The Journal of Cell Biology ◽

10.1083/jcb.146.2.389 ◽

1999 ◽

Vol 146 (2) ◽

pp. 389-404 ◽

Cited By ~ 271

Author(s):

Jianguo Gu ◽

Masahito Tamura ◽

Roumen Pankov ◽

Erik H.J. Danen ◽

Takahisa Takino ◽

...

Keyword(s):

Cell Migration ◽

Tumor Suppressor ◽

Cell Motility ◽

Map Kinase ◽

Focal Adhesion ◽

Focal Adhesions ◽

Dominant Negative ◽

Kinase Activation ◽

Protein Map ◽

Mitogen Activated Protein

Cell migration is modulated by regulatory molecules such as growth factors, oncogenes, and the tumor suppressor PTEN. We previously described inhibition of cell migration by PTEN and restoration of motility by focal adhesion kinase (FAK) and p130 Crk-associated substrate (p130Cas).
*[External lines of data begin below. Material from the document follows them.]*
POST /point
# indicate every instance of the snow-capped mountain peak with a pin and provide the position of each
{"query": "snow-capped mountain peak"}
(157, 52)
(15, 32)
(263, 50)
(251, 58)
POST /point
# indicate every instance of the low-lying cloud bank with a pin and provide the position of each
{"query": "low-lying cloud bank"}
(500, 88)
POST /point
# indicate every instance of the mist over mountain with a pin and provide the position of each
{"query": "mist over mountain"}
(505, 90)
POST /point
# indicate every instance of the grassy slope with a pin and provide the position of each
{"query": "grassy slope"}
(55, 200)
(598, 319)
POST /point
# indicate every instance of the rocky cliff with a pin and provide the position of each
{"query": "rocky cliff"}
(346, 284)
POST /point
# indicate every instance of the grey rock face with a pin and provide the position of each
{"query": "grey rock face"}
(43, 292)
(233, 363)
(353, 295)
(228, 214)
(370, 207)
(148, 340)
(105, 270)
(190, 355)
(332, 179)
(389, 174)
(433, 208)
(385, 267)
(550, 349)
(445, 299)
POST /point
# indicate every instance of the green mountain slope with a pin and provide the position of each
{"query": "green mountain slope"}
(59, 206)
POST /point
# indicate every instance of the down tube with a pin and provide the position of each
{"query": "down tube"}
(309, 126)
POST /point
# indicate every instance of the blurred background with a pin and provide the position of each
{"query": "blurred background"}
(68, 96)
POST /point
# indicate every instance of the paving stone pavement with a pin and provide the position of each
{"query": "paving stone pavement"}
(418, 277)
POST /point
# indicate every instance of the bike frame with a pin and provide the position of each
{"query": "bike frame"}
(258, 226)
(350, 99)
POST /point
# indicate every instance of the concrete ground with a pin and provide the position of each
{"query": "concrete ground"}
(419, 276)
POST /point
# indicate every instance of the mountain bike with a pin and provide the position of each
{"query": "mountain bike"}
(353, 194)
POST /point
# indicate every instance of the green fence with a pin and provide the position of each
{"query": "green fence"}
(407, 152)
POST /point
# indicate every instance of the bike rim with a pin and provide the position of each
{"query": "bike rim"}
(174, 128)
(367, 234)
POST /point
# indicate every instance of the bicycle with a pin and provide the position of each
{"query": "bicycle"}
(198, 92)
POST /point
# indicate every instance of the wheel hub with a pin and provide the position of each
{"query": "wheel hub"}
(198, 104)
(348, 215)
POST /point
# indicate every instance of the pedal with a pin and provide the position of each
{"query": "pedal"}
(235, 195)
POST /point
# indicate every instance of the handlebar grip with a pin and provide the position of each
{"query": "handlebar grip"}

We now report a novel pathway regulating random cell motility involving Shc and mitogen-activated protein (MAP) kinase, which is downmodulated by PTEN and additive to a FAK pathway regulating directional migration. Overexpression of Shc or constitutively activated MEK1 in PTEN- reconstituted U87-MG cells stimulated integrin- mediated MAP kinase activation and cell migration. Conversely, overexpression of dominant negative Shc inhibited cell migration; Akt appeared uninvolved. PTEN directly dephosphorylated Shc. The migration induced by FAK or p130Cas was directionally persistent and involved extensive organization of actin microfilaments and focal adhesions. In contrast, Shc or MEK1 induced a random type of motility associated with less actin cytoskeletal and focal adhesion organization. These results identify two distinct, additive pathways regulating cell migration that are downregulated by tumor suppressor PTEN: one involves Shc, a MAP kinase pathway, and random migration, whereas the other involves FAK, p130Cas, more extensive actin cytoskeletal organization, focal contacts, and directionally persistent cell motility. Integration of these pathways provides an intracellular mechanism for regulating the speed and the directionality of cell migration.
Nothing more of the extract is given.